Redskins trade up for second overall pick, but caution is the watchword

This past weekend, the Washington Redskins mortgaged their future on the tides of the NFL Draft, giving up three first-round selections for at chance at one player, Heisman trophy winner Robert Griffin III.

WASHINGTON, March 12, 2012 — The last time the Washington Redskins thought they were drafting their quarterback of the future, they ended up with Jason Campbell. The last time they thought they were acquiring their quarterback of the future, they ended up with a disgruntled Donovan McNabb and a fall-out that led to the Redskins essentially having to pay the Minnesota Vikings to take McNabb off their hands. Now, the Redskins claim that they are about to find yet another quarterback of the future—Heisman trophy winner Robert Griffin III of Baylor.

The announcement that Washington agreed to send their first and second-round selections this year, plus their first-rounders in 2013 and 2014, to the St. Louis Rams for the second overall pick, should have inspired immediate hope. But fans of the Redskins have learned not to hold their breath. After all, this is an organization that has spent the best part of the last 12 seasons finding new and better ways to be mediocre, but never quite bad enough to net a top draft pick.

Ardent supporters of the Redskins will say that this move is fundamentally different than the path that the franchise has taken before. To some extent, they’re right. Campbell was never considered to have a great chance to become anything more than a run-of-the-mill starting quarterback. McNabb was an established veteran who torpedoed himself right out of DC with poor play and public disagreements with Coach Mike Shanahan. Griffin is in an entirely different league, one far and beyond just about anyone who has lined up at quarterback for Washington since its last Super Bowl title, back in 1991.
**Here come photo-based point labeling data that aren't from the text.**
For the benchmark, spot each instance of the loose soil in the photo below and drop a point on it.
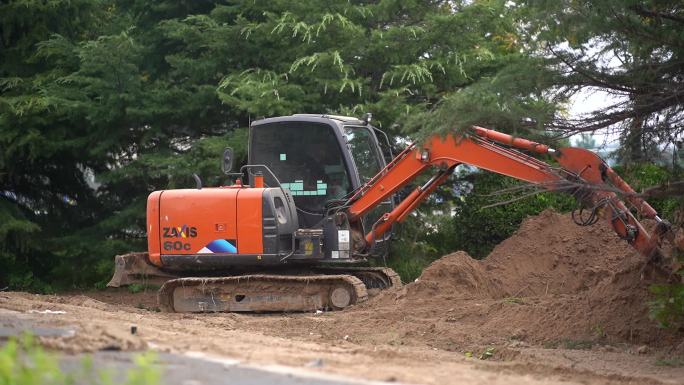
(555, 303)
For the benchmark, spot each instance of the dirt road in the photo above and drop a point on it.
(553, 304)
(268, 339)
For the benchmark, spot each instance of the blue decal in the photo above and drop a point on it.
(221, 246)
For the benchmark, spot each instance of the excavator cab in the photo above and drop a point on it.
(320, 159)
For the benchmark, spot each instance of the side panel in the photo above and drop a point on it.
(198, 221)
(153, 244)
(249, 218)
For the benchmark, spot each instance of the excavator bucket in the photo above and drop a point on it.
(133, 268)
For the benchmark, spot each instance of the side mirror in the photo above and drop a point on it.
(227, 162)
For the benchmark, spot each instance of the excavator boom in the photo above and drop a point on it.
(580, 173)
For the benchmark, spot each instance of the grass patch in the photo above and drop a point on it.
(23, 362)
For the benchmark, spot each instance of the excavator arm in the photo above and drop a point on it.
(580, 173)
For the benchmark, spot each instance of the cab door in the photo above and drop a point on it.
(368, 160)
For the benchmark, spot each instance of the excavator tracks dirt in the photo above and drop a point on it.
(329, 288)
(261, 293)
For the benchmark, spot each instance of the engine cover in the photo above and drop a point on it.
(221, 227)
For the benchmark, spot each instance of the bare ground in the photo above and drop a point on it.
(555, 303)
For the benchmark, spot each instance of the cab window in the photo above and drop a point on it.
(363, 151)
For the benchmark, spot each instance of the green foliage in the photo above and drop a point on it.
(476, 229)
(667, 307)
(472, 227)
(24, 362)
(646, 175)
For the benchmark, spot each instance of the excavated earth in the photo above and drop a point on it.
(555, 303)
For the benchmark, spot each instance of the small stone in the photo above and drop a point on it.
(317, 363)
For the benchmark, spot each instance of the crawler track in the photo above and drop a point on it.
(326, 288)
(261, 293)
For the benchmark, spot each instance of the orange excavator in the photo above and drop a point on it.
(315, 202)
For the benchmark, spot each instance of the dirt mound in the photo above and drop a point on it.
(457, 274)
(552, 282)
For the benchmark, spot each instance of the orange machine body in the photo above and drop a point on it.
(209, 222)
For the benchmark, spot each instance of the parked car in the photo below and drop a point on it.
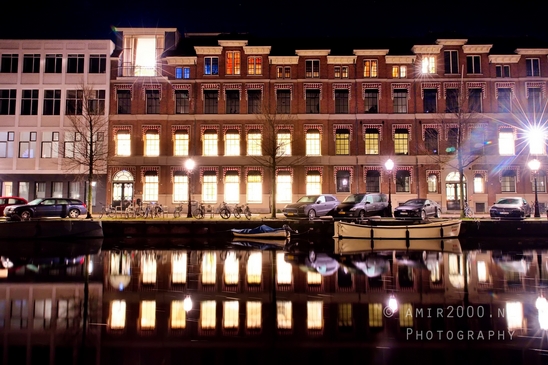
(10, 200)
(46, 207)
(418, 209)
(511, 207)
(362, 205)
(311, 206)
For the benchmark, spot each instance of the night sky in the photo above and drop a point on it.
(95, 19)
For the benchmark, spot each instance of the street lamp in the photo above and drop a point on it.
(189, 166)
(534, 165)
(389, 165)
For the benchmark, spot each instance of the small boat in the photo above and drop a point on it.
(262, 232)
(345, 246)
(394, 229)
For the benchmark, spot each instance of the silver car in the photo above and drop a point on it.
(311, 206)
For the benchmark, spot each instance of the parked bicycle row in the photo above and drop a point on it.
(153, 210)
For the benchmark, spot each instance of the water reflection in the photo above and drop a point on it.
(251, 301)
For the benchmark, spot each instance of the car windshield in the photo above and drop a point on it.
(509, 201)
(414, 202)
(308, 199)
(355, 198)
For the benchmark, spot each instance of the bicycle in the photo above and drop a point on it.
(108, 211)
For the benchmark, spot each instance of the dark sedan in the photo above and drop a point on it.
(418, 209)
(512, 207)
(46, 207)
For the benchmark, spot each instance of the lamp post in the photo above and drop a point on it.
(389, 165)
(189, 166)
(534, 165)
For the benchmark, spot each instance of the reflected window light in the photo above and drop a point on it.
(314, 315)
(117, 314)
(514, 315)
(207, 314)
(253, 315)
(178, 315)
(254, 268)
(283, 270)
(230, 314)
(284, 317)
(209, 268)
(178, 267)
(231, 268)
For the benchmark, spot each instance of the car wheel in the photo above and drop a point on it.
(74, 213)
(26, 215)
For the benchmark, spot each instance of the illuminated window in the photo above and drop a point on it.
(254, 268)
(230, 314)
(406, 315)
(254, 65)
(375, 315)
(514, 315)
(428, 65)
(403, 181)
(284, 273)
(180, 143)
(314, 319)
(284, 188)
(313, 183)
(370, 68)
(283, 140)
(123, 143)
(232, 187)
(312, 69)
(150, 187)
(152, 143)
(209, 188)
(401, 142)
(284, 314)
(253, 315)
(371, 141)
(178, 315)
(399, 72)
(148, 268)
(117, 317)
(42, 314)
(345, 315)
(400, 101)
(231, 268)
(479, 184)
(210, 143)
(254, 143)
(232, 143)
(178, 267)
(148, 314)
(432, 183)
(233, 62)
(254, 187)
(313, 142)
(341, 101)
(211, 65)
(209, 268)
(507, 143)
(208, 314)
(342, 142)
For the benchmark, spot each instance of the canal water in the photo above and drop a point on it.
(181, 301)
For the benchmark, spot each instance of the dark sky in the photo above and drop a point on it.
(95, 19)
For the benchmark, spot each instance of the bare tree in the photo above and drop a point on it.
(275, 151)
(85, 148)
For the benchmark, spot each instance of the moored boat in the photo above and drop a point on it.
(379, 229)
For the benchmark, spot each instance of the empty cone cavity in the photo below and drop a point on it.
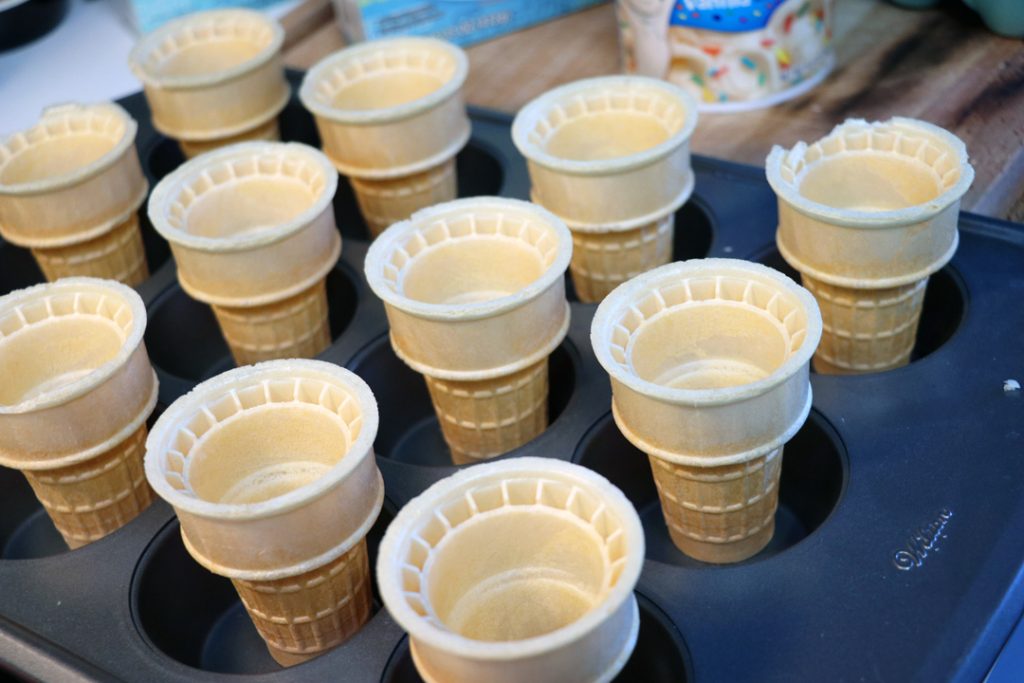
(389, 109)
(71, 178)
(709, 363)
(516, 570)
(475, 298)
(866, 214)
(72, 354)
(270, 471)
(213, 76)
(253, 233)
(610, 153)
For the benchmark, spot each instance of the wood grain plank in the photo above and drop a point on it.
(939, 65)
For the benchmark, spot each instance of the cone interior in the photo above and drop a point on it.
(605, 122)
(513, 559)
(60, 143)
(872, 168)
(708, 332)
(471, 256)
(49, 342)
(257, 440)
(392, 75)
(243, 195)
(207, 44)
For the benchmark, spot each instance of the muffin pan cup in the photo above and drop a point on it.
(896, 552)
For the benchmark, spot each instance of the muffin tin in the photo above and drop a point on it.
(897, 551)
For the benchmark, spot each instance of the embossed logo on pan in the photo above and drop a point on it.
(924, 542)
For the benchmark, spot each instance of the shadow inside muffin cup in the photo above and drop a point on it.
(410, 432)
(185, 343)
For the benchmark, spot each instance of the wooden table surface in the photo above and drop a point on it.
(940, 65)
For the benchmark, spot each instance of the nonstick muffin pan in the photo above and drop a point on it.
(897, 553)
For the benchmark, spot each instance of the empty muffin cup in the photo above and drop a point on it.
(78, 389)
(271, 473)
(253, 233)
(610, 157)
(516, 570)
(475, 297)
(391, 117)
(866, 214)
(70, 188)
(710, 363)
(214, 78)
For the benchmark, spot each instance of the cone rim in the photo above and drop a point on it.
(626, 294)
(162, 433)
(66, 393)
(124, 145)
(857, 218)
(138, 54)
(530, 113)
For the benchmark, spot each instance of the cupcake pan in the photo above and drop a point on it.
(897, 549)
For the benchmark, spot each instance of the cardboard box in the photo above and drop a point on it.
(462, 22)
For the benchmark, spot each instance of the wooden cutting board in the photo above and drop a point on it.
(940, 65)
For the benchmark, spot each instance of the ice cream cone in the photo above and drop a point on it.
(70, 187)
(118, 255)
(475, 297)
(266, 131)
(387, 201)
(214, 78)
(253, 233)
(710, 370)
(78, 388)
(608, 153)
(521, 569)
(391, 117)
(90, 499)
(604, 259)
(271, 473)
(866, 214)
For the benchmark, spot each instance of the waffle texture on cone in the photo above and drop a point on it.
(389, 108)
(250, 224)
(870, 205)
(386, 202)
(78, 389)
(271, 473)
(73, 355)
(609, 153)
(212, 75)
(516, 570)
(473, 288)
(709, 358)
(70, 178)
(602, 261)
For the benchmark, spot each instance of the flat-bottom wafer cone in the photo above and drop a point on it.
(602, 261)
(482, 419)
(386, 201)
(293, 328)
(720, 514)
(302, 616)
(866, 330)
(89, 500)
(264, 131)
(117, 254)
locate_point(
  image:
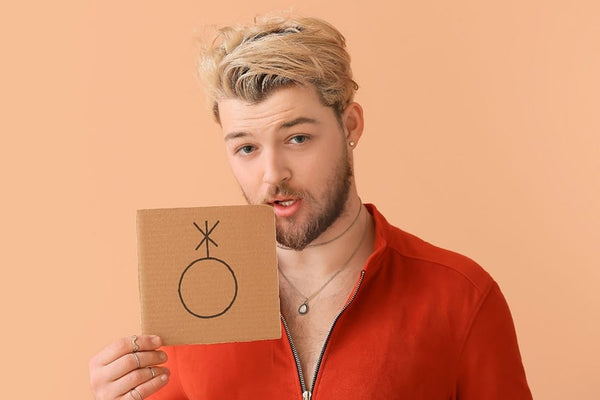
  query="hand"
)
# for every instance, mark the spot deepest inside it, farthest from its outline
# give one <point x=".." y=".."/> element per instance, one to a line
<point x="127" y="369"/>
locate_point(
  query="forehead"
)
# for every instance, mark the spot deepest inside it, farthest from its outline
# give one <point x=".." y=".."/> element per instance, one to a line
<point x="281" y="106"/>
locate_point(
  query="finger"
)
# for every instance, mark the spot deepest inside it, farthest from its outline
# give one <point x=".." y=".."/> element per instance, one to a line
<point x="129" y="362"/>
<point x="125" y="345"/>
<point x="146" y="388"/>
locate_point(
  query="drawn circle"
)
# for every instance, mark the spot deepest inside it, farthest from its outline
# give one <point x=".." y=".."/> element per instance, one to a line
<point x="201" y="288"/>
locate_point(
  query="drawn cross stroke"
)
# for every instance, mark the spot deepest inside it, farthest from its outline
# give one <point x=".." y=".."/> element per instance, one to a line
<point x="206" y="234"/>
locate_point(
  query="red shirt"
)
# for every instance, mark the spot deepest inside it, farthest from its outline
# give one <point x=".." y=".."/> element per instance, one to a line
<point x="422" y="323"/>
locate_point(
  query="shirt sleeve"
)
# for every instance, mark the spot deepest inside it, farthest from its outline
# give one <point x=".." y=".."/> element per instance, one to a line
<point x="490" y="365"/>
<point x="173" y="389"/>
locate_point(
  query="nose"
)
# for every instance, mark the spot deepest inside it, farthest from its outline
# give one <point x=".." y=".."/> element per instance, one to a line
<point x="275" y="168"/>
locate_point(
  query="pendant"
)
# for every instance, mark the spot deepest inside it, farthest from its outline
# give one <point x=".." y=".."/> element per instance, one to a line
<point x="303" y="309"/>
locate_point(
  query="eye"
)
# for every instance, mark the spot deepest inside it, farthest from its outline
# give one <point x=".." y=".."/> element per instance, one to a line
<point x="245" y="150"/>
<point x="299" y="139"/>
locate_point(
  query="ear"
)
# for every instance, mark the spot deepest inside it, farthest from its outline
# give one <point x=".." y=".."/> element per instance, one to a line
<point x="354" y="122"/>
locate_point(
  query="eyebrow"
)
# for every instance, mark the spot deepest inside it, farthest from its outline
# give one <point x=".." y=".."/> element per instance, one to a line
<point x="285" y="125"/>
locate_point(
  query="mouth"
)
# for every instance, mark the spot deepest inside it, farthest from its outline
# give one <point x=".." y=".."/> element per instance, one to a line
<point x="285" y="207"/>
<point x="284" y="203"/>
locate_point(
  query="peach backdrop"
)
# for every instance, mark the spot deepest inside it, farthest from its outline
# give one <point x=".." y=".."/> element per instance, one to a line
<point x="482" y="135"/>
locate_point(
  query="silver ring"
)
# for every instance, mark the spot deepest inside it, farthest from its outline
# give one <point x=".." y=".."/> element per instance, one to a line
<point x="136" y="392"/>
<point x="136" y="347"/>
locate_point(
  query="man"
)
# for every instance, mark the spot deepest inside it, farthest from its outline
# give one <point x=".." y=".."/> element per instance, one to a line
<point x="368" y="311"/>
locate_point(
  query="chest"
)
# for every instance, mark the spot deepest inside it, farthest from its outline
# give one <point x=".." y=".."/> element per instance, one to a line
<point x="308" y="332"/>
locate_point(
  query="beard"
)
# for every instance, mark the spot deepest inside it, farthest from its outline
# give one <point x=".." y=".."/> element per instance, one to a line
<point x="296" y="234"/>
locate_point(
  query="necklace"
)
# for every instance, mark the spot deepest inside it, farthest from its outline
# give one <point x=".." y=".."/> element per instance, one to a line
<point x="303" y="308"/>
<point x="335" y="238"/>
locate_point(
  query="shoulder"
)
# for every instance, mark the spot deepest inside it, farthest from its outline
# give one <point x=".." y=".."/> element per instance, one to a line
<point x="423" y="258"/>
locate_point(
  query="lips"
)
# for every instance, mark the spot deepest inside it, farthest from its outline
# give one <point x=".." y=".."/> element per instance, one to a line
<point x="285" y="207"/>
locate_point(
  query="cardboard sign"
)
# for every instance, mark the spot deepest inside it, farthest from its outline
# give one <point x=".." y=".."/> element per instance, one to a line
<point x="208" y="274"/>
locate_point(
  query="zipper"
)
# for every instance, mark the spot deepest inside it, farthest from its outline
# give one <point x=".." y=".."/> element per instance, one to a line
<point x="307" y="393"/>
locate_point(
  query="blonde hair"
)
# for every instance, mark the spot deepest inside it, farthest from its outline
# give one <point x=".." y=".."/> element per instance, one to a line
<point x="249" y="62"/>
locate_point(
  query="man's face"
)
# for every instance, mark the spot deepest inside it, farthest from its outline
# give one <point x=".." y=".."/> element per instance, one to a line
<point x="289" y="151"/>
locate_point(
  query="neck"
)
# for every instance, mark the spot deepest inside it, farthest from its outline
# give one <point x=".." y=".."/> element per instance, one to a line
<point x="318" y="262"/>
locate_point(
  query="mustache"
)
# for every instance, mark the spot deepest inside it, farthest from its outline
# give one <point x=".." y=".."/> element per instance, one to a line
<point x="287" y="191"/>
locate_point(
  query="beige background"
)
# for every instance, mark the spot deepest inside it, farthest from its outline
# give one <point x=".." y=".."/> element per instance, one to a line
<point x="482" y="135"/>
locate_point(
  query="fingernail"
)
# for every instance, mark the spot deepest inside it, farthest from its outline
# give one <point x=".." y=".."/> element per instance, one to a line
<point x="155" y="340"/>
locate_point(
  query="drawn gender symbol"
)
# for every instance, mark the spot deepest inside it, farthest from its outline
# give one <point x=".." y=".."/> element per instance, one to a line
<point x="200" y="279"/>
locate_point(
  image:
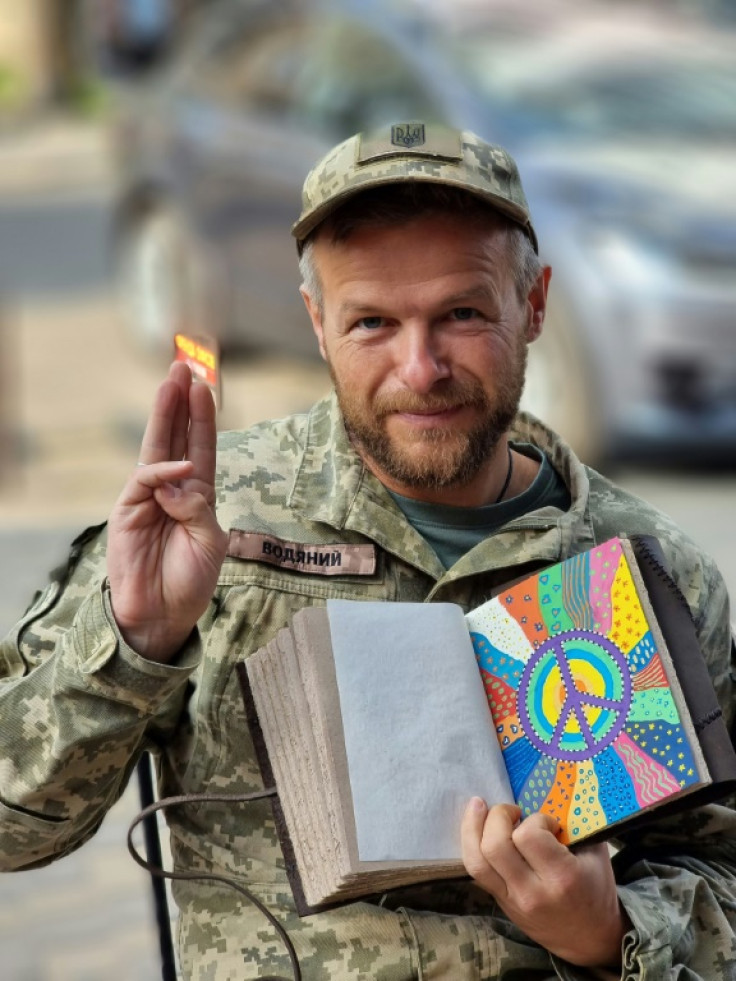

As with any high-profile draft bargain, there’s no way to determine the value of what the Redskins gave up, because they don’t know what they have yet. That’s not a reference to the possibility that the Indianapolis Colts will draft Griffin with the first pick, which would stick the Redskins with the draft’s other once-in-a-generation talent, Stanford quarterback Andrew Luck. Rather, the more pertinent issue is that the value of the four draft picks the Redskinds gave up will only be determined by how good Griffin (or Luck) turns out to be. Giving up a first-round draft-pick for the next three years is a mortgage on a team’s future. If they draft a superstar, then the low first-round selections that the Rams will receive will give the Redskins the advantage. If Washington’s new quarterback struggles even a little bit, the Rams will sneak off with valuable high selections that the Redskins might have used to address other pressing needs. 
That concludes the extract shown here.